Through Bella the three amigos have set out to do something different, something decidedly non-toxic. “We’re excited and we’re just so passionate about this film because for us it’s [not] just another film, it’s a mission about using the media and film to elevate the dignity of the human person. [I wanted to do a film] that I can invite my grandmother and mother to, and I don’t have to cover their eyes in any scene.” Through their film company, Metanoia Films, their mission is to serve others; they want the audience to leave the theatre “with a candle in their heart … with hope.” Partnering with the three amigos behind Bella are financier Sean Wolfington and Executive Producer Steve McEveety from The Passion of the Christ.

Bella succeeds in its mission of lighting a candle of hope. It is full of laughter, full of tears, full of hope and full of life. The film is pro-life, yet in no way preachy—and certainly not political. In the film, Jose (Eduardo’s character) comes alongside a young waitress, Nina (Tammy Blanchard) who is facing an unexpected pregnancy. Prior to filming, in an effort to understand what the character Nina was going through, Eduardo made a visit to an abortion clinic. “I wanted to build my character and do some research and investigation.”

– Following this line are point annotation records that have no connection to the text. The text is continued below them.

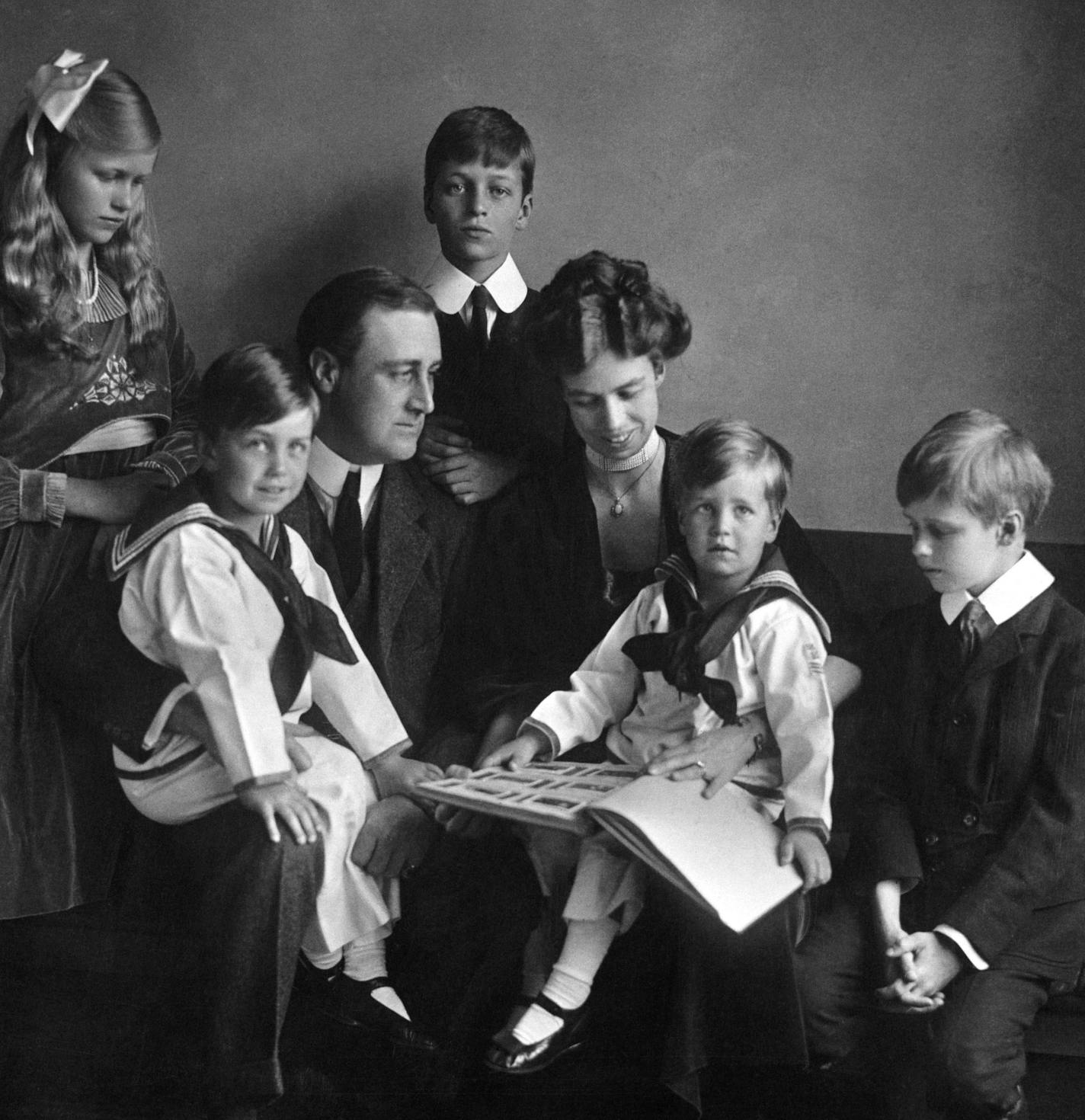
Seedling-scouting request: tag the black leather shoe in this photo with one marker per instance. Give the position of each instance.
(510, 1055)
(357, 1008)
(350, 1001)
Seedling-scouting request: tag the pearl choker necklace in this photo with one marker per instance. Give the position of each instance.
(645, 455)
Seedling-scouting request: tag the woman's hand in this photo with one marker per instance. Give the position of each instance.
(395, 774)
(715, 756)
(111, 501)
(289, 803)
(395, 839)
(804, 847)
(472, 476)
(441, 437)
(517, 753)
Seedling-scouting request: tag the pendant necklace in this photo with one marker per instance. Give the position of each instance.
(644, 458)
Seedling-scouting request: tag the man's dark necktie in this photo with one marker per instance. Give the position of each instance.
(479, 335)
(348, 533)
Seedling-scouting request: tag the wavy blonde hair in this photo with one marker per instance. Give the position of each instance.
(40, 272)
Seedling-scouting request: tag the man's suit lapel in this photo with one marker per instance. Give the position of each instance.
(305, 517)
(403, 546)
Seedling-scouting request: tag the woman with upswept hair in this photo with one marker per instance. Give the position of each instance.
(95, 412)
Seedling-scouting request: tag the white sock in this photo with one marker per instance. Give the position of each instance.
(570, 979)
(364, 960)
(324, 961)
(587, 944)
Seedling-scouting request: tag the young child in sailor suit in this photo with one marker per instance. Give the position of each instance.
(726, 633)
(216, 587)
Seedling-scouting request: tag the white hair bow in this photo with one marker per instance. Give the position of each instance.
(57, 88)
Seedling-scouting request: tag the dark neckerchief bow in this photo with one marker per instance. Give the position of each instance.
(308, 625)
(696, 638)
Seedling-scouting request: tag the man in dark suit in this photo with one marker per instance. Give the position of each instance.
(396, 550)
(398, 553)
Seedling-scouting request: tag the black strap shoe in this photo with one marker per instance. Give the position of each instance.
(510, 1055)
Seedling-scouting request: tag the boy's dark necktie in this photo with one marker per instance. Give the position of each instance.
(975, 624)
(348, 533)
(479, 334)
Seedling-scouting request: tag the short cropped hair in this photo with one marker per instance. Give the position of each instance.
(977, 458)
(333, 318)
(600, 302)
(484, 133)
(251, 386)
(715, 450)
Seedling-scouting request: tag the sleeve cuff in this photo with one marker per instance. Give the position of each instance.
(811, 824)
(162, 717)
(962, 942)
(164, 462)
(42, 495)
(396, 748)
(262, 779)
(555, 746)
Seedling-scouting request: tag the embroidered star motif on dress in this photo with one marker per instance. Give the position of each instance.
(116, 384)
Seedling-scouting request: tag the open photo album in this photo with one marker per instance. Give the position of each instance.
(722, 851)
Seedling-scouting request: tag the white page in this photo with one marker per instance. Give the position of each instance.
(722, 846)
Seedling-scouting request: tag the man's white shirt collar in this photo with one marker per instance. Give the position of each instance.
(329, 472)
(451, 289)
(1010, 593)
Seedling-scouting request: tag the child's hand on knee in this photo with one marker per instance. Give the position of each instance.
(804, 847)
(290, 803)
(519, 752)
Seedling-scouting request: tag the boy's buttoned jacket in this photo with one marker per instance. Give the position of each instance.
(978, 791)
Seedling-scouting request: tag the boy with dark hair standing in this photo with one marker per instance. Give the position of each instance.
(494, 416)
(972, 839)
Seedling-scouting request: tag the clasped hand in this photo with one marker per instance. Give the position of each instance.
(713, 756)
(922, 965)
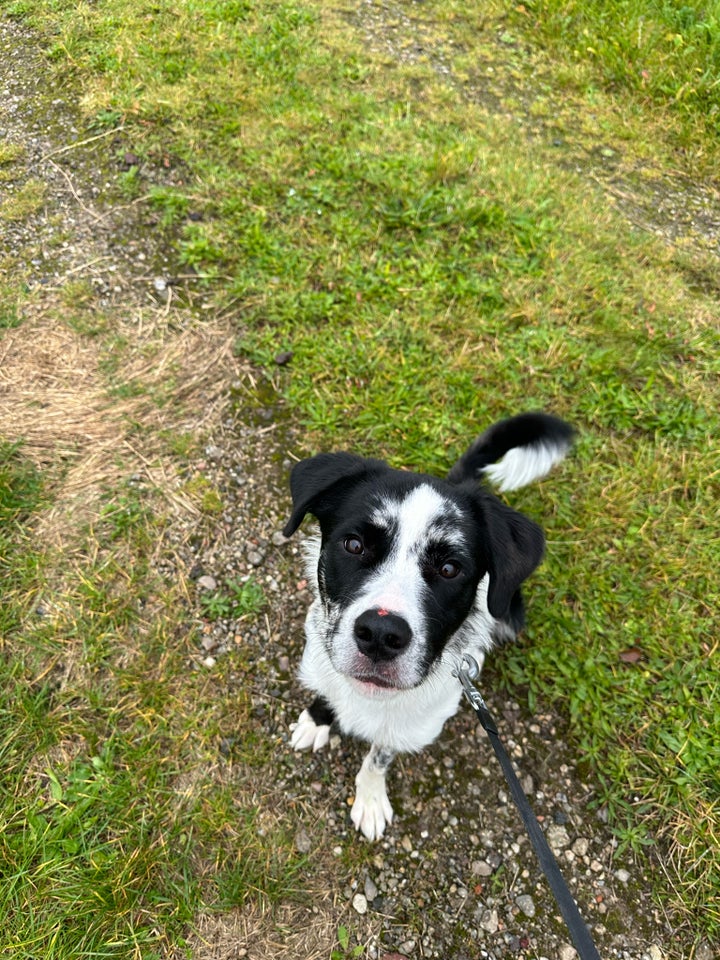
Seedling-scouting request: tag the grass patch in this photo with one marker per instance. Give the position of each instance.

“I went there thinking that it was going to be something very simple and easy … stop the first lady and ask her a few questions, do my notes.” He was not expecting the emotional experience of what followed. “I was in shock when I saw all these 16- and 17-year-old girls going in and I didn’t know what to do. I forgot about the film and then I saw a few people outside trying to convince [a young girl] not to do it.
 
“I approached that group … introduced myself and I told them, ‘I am here to help,’ so they thought I was one of them. Next thing you know one of the young ladies from the group tells me: ‘Eduardo this couple, they don’t speak English, we don’t speak Spanish, can you talk to them?’ I said ‘yes.’”
 
He was quickly recognized from his work on soap operas in Mexico—the telenovelas—and they started a conversation that quickly became a friendship. “We ended up talking for 45 minutes about everything:  life, food, Mexico, dreams—and I gave her a little teddy bear and a little stroller and I showed her a little video called ‘Dura Realidad’ in Spanish and it shows what abortion really is. She cried and she left and she cancelled the appointment.”
 
After they finished filling their cast, Eduardo and team moved on to New York for the shooting for the film. Then, “I came back to Los Angeles, and a few months later I received a call from the man who was with [the pregnant girl] that day and he tells me, ‘Eduardo, I have great news for you. My boy, my baby was born yesterday. I want to ask you permission because I want to call him Eduardo.’

“It changed my life. … I didn’t plan to do that. I was only doing my investigation as an actor. I never thought that, by the grace of God, I was going to be used as an instrument to save this baby to be Eduardito. … It was just amazing, to the point that I thought: Even if Bella never comes out and nobody sees it I rejoice in the Lord for Eduardito’s life.”

This weekend, little Bella does come out. It is opening in 29 cities and the potential of many more in weeks to come. Eduardo and his friends at Metanoia Films have dreams that their film can change the world. In a profound way, it already has.